Keith smells something coming and it’s the exhaust fumes from bus that he’s about to be thrown under.
It’s actualy funny to watch Sarah and Lindsay fight for their lives because they are both obviously very talented and very confident and have massive chips on their shoulders and are pretty much FREAKING OUT at the prospect of possibly going home first.
But yeah, it’s blame Keith for everything time.
That being said, Keith’s default excuse was “nobody told me not to”—which would make sense of this show was Top Chef: Apprentice. But it’s Top Chef and dude should’ve known not to buy cooked shrimp and he should’ve known not to use flour tortillas.

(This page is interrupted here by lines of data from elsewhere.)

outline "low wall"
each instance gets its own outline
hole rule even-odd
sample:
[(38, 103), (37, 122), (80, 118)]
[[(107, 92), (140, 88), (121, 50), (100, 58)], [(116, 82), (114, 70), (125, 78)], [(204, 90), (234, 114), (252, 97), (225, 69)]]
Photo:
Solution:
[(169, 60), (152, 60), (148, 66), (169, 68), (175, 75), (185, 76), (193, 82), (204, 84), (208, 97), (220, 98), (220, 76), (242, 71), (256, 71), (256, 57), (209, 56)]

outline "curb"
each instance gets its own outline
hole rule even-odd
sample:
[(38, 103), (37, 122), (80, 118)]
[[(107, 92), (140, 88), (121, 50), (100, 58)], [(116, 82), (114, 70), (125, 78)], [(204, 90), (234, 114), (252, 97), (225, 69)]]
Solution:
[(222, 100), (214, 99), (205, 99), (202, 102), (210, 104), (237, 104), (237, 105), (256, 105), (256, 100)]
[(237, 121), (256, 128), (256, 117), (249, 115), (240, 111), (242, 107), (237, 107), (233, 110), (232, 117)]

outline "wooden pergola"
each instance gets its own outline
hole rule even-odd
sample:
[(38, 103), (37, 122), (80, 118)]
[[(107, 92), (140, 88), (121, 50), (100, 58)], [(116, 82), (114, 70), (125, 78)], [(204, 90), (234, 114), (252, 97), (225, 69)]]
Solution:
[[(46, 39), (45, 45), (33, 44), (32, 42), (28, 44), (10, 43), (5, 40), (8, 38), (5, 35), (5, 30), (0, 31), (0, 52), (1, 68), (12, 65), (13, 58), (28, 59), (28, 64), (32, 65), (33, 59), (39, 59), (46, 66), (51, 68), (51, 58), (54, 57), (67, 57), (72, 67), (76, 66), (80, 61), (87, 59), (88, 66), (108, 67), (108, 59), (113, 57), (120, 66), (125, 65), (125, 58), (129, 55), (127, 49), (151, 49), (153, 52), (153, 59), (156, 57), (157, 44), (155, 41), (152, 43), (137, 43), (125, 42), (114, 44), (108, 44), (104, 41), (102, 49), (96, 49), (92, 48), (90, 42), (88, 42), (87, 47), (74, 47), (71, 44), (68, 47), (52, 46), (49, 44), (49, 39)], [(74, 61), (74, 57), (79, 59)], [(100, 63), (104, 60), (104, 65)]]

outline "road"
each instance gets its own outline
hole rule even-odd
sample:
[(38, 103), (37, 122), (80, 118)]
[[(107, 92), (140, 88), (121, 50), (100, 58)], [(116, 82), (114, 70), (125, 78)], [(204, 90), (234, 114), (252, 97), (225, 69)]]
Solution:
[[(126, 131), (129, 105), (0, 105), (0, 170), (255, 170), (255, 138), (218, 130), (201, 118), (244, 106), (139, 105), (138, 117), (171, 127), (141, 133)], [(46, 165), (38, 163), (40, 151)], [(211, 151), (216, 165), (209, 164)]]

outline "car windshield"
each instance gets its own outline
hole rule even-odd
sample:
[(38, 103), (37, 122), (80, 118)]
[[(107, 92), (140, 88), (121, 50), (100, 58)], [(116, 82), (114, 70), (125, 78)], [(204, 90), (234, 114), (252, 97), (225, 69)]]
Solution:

So he goes home. But he still sees it as a triumphant story of man conquering adversity.
“Dream big, dream hard because dreams come true and I’m a testimony to that—peace,” he says.
Apparently, the size of a man’s dream can not be measured by the size of his. . .chef’s coat. Keith really should’ve hung out with Beverly so he could dream a little bigger.